Previews and dissemination

In the future we would like to support automated thumbnail, preview and dissemination versions of content in Data Crates. Eg:

  • Image thumbnails in CATALOG.html
  • Automatic extraction of CSV from proprietary time-sequence formats
  • Little GIF previews of large multi-page TIFF microscope image

There is a lot of overlap here with the digital preservation space, where they have stuff like file-format registries, and software to identify formats.

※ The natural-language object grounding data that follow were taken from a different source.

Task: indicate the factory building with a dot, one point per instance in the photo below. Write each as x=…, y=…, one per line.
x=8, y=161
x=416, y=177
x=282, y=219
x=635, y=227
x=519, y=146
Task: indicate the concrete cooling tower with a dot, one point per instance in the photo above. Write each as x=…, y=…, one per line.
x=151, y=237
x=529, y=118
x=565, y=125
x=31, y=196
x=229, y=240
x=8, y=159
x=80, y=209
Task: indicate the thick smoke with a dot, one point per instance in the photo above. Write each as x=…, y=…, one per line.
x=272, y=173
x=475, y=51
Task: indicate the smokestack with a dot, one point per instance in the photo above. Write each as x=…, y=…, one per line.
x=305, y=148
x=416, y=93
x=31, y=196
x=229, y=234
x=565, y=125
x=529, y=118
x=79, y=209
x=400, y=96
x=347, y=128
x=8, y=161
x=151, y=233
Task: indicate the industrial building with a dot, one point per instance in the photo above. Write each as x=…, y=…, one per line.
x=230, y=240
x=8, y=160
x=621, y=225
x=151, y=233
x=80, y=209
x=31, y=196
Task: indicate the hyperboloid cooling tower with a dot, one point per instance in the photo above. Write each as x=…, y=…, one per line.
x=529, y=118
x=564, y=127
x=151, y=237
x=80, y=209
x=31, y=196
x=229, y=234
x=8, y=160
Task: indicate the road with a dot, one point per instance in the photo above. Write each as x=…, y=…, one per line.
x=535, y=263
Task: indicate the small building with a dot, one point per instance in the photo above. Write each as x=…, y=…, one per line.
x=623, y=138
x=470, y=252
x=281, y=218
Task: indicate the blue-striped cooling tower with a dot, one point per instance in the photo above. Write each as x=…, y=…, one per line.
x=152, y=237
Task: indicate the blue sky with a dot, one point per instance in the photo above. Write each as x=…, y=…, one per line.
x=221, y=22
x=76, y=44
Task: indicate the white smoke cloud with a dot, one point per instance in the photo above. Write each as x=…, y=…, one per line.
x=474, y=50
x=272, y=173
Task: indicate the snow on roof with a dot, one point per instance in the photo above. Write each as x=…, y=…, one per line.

See Of The Web an inactive project from Western Sydney University which did some work in this area.

File tracking

At the moment Calcyte automatically finds new files in a directory and adds them to the CATALOG.xlsx where they can be described by a human.

Future plans include:

  • Logging missing files, and moving their entries to a "missing-files" tab in the catalog spreadsheet
  • Pick up more file info such as size, date and checksums and maybe use these to track moved files

Validation

  • We need to be able to check that redundant metadata is in-sync, eg validate that CATALOG.html and CATALOG.json match
  • Calcyte will probably be able to check the validity of Data Crates (as it will be the first implementation that creates them)
  • We'll expore JSON schemas for validation: if that doesn't work will try a schematron-style pattern based approach to validating key features.